What Mama Said

What Mama Said

What Mama Said                         February 2018

My mom was a stunningly beautiful woman who loved her husband through their 45-year marriage.   Dad was a true Marine, surviving five plane crashes and shoot downs in WWII, but that is for a later story.   She always said, “I will follow you wherever they send you.” Mama D, as she was called by the three cousins who Mama and Daddy Bob adopted, always knew what to say.   Here are some of her gems.

When I was about nine, she saw me stooping down to pick up a quarter I saw on the ground in a parking lot.   Mama said, “Bobby, does that belong to you?” I said, “No Mama.” She said, “Then put it back.”

She wanted me to know about unsuccessful efforts on causes and said, “Don’t try to teach a pig to sing. It wastes your time and it annoys the pig.”

Mama had a sure fire formula for pleasing the dinner needs of our family of seven. She used the 7+1 technique. She prepared eight different dishes that caused them to shift the day of the week on which they were served, never falling on the same day.   They included fish sticks, porcupine meatballs with rice, fried chicken, tuna casserole, spaghetti and meat balls, hamburgers and fries, meatloaf and mashed potatoes, and macaroni and cheese. I remember all eight.

While complaining to her, before I married, about one of my cars, she said, “Bobby, you have to pay for your toys.”

When the car wouldn’t start, she would always say, “Slam the hood down.” Dad told her she was crazy; then he would get angry and slam the hood. It always started right up as Mama smiled at him through the windshield.

In church Mama would say, “This is important. Stay awake.”

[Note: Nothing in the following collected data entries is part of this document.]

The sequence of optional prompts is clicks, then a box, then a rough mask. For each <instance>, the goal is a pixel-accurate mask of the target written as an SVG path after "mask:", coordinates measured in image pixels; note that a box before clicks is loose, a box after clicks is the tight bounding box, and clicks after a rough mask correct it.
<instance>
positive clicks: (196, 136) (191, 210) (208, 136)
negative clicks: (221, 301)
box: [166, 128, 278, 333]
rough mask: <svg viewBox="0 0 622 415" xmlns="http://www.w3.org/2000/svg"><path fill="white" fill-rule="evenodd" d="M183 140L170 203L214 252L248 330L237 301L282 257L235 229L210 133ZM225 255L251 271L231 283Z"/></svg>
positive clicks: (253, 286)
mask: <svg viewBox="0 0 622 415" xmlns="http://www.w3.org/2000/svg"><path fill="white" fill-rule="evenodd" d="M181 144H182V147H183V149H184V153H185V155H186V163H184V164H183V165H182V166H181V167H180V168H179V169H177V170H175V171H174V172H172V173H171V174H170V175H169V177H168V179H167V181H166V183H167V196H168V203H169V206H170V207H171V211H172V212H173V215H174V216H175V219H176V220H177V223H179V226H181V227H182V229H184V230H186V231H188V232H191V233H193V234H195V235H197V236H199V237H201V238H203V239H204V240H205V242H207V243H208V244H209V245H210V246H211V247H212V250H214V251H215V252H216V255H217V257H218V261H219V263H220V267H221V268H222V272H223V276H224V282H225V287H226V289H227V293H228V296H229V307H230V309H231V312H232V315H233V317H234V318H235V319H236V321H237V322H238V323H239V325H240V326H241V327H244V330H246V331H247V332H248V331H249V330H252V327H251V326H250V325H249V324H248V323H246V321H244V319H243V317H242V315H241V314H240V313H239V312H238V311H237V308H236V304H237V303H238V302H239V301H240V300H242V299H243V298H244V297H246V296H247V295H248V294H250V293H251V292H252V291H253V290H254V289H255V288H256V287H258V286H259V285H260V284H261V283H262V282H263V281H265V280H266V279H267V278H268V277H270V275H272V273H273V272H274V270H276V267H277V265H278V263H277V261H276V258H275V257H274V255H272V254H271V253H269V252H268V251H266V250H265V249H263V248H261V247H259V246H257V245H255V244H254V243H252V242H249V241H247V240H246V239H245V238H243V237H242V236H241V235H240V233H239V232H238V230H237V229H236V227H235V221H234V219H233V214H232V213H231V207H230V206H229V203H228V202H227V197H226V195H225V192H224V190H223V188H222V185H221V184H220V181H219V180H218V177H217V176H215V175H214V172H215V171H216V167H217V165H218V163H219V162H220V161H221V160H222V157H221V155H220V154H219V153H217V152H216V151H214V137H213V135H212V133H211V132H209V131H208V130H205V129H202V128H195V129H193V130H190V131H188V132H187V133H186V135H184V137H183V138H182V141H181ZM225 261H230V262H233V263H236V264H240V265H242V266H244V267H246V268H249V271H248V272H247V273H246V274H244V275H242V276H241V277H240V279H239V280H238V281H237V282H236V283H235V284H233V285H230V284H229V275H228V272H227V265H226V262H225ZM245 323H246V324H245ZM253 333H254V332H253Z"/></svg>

She once asked me what I thought about having Duke Snider, the left field slugger for the Dodgers, as my church counselor. When I said he was a regular guy, Mama said, “Never forget that the people who look special to the world, should all be regular guys to those they love.”

For us five kids, one of Mama’s favorite questions was, “What do you want to eat for your birthday?” One year I picked a lemon meringue pie, and I was allowed all of it to myself. It was so rich. I think I can still taste it. I made it through half of it.

To reduce dental cavities in her five kids, we heard Mama say, “You better eat the candy you want because I hear the Halloween Pig is coming tonight.” That was on November 2nd every year. While we slept, she packed it all up. Mama also had an Easter Goat.

Days before dying she whispered, “Death is the ultimate embarrassment.”

On her death bed Mama called out , “Tell Jesus I’ve got my bags packed and I know where I am going.”

And always when we headed out for choir practice, “Sing pretty.”